John J. Miller is national political reporter for National Review and co-author of Our Oldest Enemy: A History of America’s Disastrous Relationship with France. He is also author of the new A Gift of Freedom: How the John M. Olin Foundation Changed America.

NOAH MILLMAN

Fire in the Belly: What better way to keep one’s spirits up — than downing spirits. Personally, I’m more than happy to curl up with a bottle of my favorite cognac no mixology required. But for those with greater ambition (or with guests to impress), Ted Haighs’s book, Vintage Spirits and Forgotten Cocktails charts a path back to an earlier, more spirited age. Also highly recommended are Hemmingway and Bailey’s Bartending Guide to Great American Writers and Barbara Holland’s The Joy of Drinking, either of which would make better drinking companions than most people (for one thing, you won’t have to share the bottle!).

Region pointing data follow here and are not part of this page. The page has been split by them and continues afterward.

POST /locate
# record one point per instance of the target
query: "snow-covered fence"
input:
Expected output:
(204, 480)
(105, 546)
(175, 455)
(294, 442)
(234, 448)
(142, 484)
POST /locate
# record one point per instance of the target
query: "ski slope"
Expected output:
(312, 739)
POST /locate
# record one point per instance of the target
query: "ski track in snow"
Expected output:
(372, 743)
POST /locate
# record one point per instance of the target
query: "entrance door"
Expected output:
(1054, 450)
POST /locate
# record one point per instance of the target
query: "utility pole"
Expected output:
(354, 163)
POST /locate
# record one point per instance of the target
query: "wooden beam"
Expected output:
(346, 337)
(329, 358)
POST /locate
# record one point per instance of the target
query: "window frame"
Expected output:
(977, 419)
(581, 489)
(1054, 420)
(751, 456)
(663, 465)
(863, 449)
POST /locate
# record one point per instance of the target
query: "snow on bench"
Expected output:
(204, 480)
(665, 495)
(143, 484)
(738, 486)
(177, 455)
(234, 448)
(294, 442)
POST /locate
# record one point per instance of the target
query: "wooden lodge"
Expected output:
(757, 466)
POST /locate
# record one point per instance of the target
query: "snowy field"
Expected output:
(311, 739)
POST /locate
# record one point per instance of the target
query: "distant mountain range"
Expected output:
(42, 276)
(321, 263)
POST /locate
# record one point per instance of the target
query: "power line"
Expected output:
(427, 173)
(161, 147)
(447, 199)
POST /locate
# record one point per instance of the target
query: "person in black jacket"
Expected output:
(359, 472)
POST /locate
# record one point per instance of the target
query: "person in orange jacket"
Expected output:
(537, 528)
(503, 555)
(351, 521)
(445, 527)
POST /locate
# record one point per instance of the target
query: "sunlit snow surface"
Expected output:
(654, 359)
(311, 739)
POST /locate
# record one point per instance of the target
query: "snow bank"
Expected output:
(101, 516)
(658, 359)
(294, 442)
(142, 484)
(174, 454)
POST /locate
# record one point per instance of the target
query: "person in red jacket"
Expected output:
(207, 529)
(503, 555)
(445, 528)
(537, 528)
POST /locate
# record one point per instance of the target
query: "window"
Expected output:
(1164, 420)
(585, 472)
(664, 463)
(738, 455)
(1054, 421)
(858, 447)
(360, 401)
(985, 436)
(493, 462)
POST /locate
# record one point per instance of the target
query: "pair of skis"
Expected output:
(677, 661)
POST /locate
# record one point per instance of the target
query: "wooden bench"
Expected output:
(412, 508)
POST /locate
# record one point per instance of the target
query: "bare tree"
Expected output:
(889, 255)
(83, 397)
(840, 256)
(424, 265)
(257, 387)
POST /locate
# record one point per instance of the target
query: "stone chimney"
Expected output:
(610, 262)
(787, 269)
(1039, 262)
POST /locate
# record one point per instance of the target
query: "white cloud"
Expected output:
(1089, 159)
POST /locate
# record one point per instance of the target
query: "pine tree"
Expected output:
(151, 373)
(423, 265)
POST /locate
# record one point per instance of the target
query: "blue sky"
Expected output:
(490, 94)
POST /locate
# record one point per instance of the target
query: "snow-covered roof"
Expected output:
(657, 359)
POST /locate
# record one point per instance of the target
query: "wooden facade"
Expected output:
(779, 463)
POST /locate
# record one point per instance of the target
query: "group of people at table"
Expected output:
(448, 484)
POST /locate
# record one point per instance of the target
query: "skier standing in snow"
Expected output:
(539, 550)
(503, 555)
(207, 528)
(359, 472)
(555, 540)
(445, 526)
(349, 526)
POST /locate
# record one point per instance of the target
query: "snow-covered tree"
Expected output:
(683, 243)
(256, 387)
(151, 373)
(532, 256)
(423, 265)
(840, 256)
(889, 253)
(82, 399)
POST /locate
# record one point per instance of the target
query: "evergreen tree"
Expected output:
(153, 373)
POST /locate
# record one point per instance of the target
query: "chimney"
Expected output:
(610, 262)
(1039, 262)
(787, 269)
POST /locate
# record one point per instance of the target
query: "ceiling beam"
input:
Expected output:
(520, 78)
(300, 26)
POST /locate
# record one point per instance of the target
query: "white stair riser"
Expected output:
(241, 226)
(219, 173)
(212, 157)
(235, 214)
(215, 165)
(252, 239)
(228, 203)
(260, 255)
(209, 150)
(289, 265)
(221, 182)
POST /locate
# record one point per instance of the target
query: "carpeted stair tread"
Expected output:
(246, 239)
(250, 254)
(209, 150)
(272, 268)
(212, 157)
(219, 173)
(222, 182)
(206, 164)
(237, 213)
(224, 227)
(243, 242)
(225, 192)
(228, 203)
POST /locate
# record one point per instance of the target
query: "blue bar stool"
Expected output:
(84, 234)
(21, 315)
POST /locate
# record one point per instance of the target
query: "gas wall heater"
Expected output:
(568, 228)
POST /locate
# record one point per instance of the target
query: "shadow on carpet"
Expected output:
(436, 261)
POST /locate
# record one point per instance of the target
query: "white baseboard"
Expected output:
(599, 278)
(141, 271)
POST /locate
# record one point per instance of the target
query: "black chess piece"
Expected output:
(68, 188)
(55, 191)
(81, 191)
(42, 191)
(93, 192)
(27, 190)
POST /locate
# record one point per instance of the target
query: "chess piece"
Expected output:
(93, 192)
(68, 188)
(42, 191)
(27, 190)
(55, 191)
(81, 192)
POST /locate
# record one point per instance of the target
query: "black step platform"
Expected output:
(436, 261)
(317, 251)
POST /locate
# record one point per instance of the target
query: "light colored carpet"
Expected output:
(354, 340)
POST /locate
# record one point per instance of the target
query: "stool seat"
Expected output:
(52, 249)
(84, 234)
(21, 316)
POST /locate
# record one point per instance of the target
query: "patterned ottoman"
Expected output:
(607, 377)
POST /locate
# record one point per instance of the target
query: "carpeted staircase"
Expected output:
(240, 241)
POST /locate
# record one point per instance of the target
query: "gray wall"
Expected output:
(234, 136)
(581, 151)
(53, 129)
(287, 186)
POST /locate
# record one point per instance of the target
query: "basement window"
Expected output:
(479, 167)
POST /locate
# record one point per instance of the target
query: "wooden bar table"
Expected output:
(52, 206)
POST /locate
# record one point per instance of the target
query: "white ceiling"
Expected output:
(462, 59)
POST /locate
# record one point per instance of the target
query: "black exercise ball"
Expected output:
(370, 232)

Outrageous Fortune: Readers of “The American Scene,” where I blog these days, are aware of my passion for the Stratford Shakespeare Festival. Right about now, as the first snows fall, they are just taking down the sets of the last productions of this past summer’s season to close, and they’ve already begun the process of building the sets for next season. Would tickets to next summer’s productions be a superlative gift? Absolutely. But for those either daunted by the distance or by the falling American dollar, DVDs of two of the best productions from the late 1980s are available: Romeo and Juliet and Taming of the Shrew – both shows that will be produced this year, as it happens, so a gift of DVDs today might inspire a trip by summer. And the perfect accompaniment to DVDs of Stratford productions is, of course, the DVDs of the Canadian television series simultaneously parodying and glorifying the Stratford Festival, Slings & Arrows, all three seasons of which are now available on DVD.

Labor Saver: What do you get for the middle-aged suburban immigration restrictionist who has everything? He’s already got a Robomow. But does he have a Looj? Then you know what he needs! As an apartment-dweller, I can’t vouch personally for the quality of the product, but it’s made by the same people who make the Roomba, and the folks I know who purchased that robotic vacuum cleaner are quite pleased with the results.

Noah Millman is an investment banker who lives in Brooklyn.

JOHN J. PITNEY JR.

Videos have become a standard Christmas gift to families with small children. It’s natural to pick videos with Christmas themes, but how do you choose? Go with those that acknowledge that it’s Jesus’ birthday. The First Christmas is a nice telling of the Nativity story, with clay-animated characters and narration by Christopher Plummer. A Charlie Brown Christmas seemed merely cute and clever when it first aired in the 1960s, but today one scene comes across as downright bold. Of course, I’m talking about Linus’s speech on the meaning of Christmas, where he quotes directly from the Book of Luke.

There are many videos to avoid, but one particularly obnoxious example is Frosty Returns. This sequel to Frosty the Snowman is so PC that its title character is missing the corncob pipe (can’t encourage smoking!) and nobody even mentions Christmas. Instead, the plot involves an evil businessman who wants to do away with snow. Al Gore didn’t get a writing credit, but he might as well have.

– John J. Pitney Jr. is the Roy P. Crocker Professor of Government at Claremont McKenna College.

MICHAEL POTEMRA

Just one suggestion this year, but it’s one that will make you a favorite of any rock-lover on your list: Rolling Stone Cover to Cover is a DVD box set that reproduces every single page of every issue of Rolling Stone over these first 40 years of its existence. It’s a magnificent memory trip, and a portable encyclopedia of the music of our times. It’s $125 — but only $78.75 on Amazon. (The same company, Bondi Digital Publishing, is also producing a DVD of the complete Playboy from 1953 to 1959; with other decades presumably to follow. I have not examined that one, but I’m sure it, too, would delight many a recipient under the Christmas tree.)

Michael Potemra is NR’s literary editor.